I loved this book so much I was sure my daughters would love it as well. They actually received copies two Christmases in a row– one from me and one from their grandmother – and those copies have stayed on the shelf, unread, since they received them. Not that they didn’t try, but they told me the story was boring (!) and the writing old-fashioned. They felt the same about Little Women, The Wind in the Willows, and Anne of Green Gables and try as I might I have not been able to entice them to reconsider reading any of these books. My daughters are voracious readers and have read many other “classics” so I had to accept their rejection but it made me wonder how many other copies of The Secret Garden had been bought as gifts only to languish on bookshelves unread.

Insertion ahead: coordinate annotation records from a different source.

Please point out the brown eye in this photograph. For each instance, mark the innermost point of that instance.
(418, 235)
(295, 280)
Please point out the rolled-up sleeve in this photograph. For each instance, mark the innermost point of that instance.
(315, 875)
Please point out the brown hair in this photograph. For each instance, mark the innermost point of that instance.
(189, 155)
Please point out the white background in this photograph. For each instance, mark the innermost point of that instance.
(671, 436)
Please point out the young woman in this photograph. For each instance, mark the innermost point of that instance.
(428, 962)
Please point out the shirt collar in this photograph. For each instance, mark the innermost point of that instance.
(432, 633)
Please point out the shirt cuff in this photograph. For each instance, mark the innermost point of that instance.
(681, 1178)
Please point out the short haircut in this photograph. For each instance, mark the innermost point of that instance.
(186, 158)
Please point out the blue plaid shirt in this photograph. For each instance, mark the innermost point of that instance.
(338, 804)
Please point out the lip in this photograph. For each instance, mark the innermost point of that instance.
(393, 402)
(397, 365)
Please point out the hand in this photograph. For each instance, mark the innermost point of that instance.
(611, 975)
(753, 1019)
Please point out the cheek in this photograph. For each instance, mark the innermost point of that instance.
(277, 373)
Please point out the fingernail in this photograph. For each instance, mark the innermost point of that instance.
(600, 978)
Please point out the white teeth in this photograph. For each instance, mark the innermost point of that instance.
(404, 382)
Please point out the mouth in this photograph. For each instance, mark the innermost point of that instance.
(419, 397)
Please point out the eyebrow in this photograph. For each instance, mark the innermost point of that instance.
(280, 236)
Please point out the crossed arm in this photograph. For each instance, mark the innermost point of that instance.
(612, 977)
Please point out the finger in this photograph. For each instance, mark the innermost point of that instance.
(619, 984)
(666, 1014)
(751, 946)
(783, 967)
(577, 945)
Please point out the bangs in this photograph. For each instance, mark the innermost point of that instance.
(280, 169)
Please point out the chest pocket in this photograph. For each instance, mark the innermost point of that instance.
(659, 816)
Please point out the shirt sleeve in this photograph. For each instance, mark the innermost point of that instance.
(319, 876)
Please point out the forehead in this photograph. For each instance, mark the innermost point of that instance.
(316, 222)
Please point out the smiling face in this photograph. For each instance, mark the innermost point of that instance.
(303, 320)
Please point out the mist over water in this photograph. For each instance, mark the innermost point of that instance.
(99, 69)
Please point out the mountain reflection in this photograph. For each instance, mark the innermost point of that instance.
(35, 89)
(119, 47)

These books are old-fashioned. Written in a period when people had time to devote to reading and when a book could bring you a world you might not otherwise discover. They unfold slowly with wonderful storytelling and language that is maybe a little dated but also intricate and compelling. They ask the reader to concentrate, like any good story, and they tell you about boys and girls on the cusp of growing up who face challenges and make choices, usually on their own, that set them on the road to adulthood. But as old-fashioned as the books might be, the challenges the characters face are universal and timeless. I don’t think Jo March’s sacrifice is any less great than Katniss Everdeen’s. And the loneliness Mary feels as an orphan marooned far from home is equal to that felt by Harry Potter in his room under the stairs.
When I re-read The Secret Garden I was happy that that the story of a sallow pinch-faced miss becoming a happy loving girl was as wonderful as I remembered. Now at least one copy of the book in our house has been read and when my daughters have daughters (or sons) I will make sure that each gets a copy of their own. Maybe by then old-fashioned will be back in vogue.